Just wanted to send you a big hug :hugs::hugs: since last December I have had 3 cp's followed by a 4th sticky bean which ended in a mmc in August so I know exactly how u feel when it comes to testing! I was reluctant to test after the second cp & was too scared to see it disappear again - which it did! Then I got a sticky bean which had a small fetal pole at 6 weeks & a flicker where the hb should have been but the next week it was gone & was a mmc. My solution (don't know if it will help u!) is to not get too excited until I see a hb / make it past 12 weeks -- I can't deal with the rollercoaster so I protect myself by not getting too excited. It does kindof work & actually now I am happy to test because I know at least I am getting PG & my body is trying to do something. It only takes one egg & fingers xd if ur getting PG one of them has to be good! Anyway not sure if this is helpful :thumbup: but good luck to u hun if u do decide to test - boy ttc is tough! xx
 
:hugs: LPF and Sunshine. Sorry for your losses. Was having a really bad day with similar feelings. I've had 4 losses as you can see in my signature. About 6dpo now and I feel like when the time comes I'm going to be scared to test too and even if/when I do get another BFP, it won't stick and I'm just going to obsess. Just wanted to say you're definitely not alone in feeling like that and I think Sunshines advice is good. It's what I'm going to try to do. Hope this is your sticky BFP.
:dust:
 
Well I did a test this morning (frer) and it was a faint positive - too faint for 18dpo. Then I started to have some pink spotting when I wiped.....:-(

Oh well, at least it's over with quickly.
 
So sorry LPF. :(
Could you be off on O date and not be that many dpo?
 
Between opk, temping and CM I'm pretty definite that I ov'd on cd14/15 which makes me dpo 17/18 today. Spotting has stopped but I know it's just a waiting game.

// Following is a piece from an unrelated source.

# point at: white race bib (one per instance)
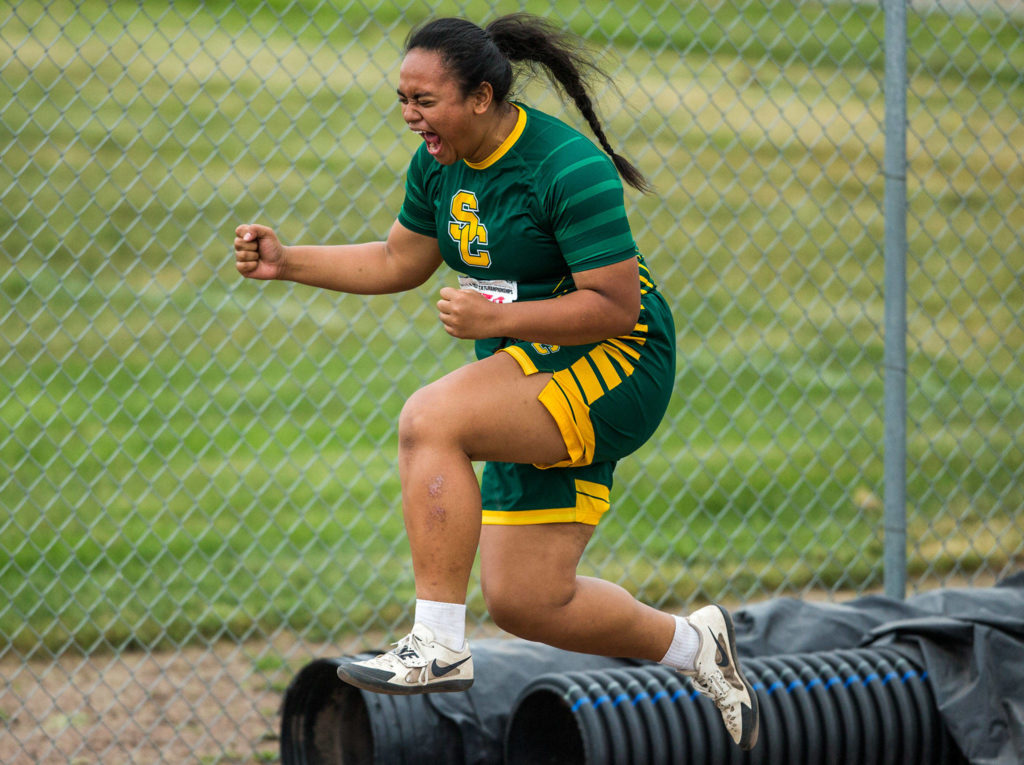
(495, 290)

This is why I hate this so much. The uncertainty. After 4 miscarriages I know that uncertainty = bad outcome and why I didn't want to test and be uncertain in the first place.

So so tired of this. I want to stop putting myself through it but my heart won't let go :-(
 
I know how you feel after having had 4 losses myself. Can't help but to get excited at the possibility every time but keep ending up feeling gutted. I sometimes feel like giving up too. Why keep doing this to myself? But like you, my heart won't let it go and if I have to go through more losses to get my rainbow I think eventually I'll look back and know it was worth it.

Sending you lots of hugs and positive thoughts that you will get your sticky bfp very very soon.
 
I know how you feel after having had 4 losses myself. Can't help but to get excited at the possibility every time but keep ending up feeling gutted. I sometimes feel like giving up too. Why keep doing this to myself? But like you, my heart won't let it go and if I have to go through more losses to get my rainbow I think eventually I'll look back and know it was worth it.

Sending you lots of hugs and positive thoughts that you will get your sticky bfp very very soon.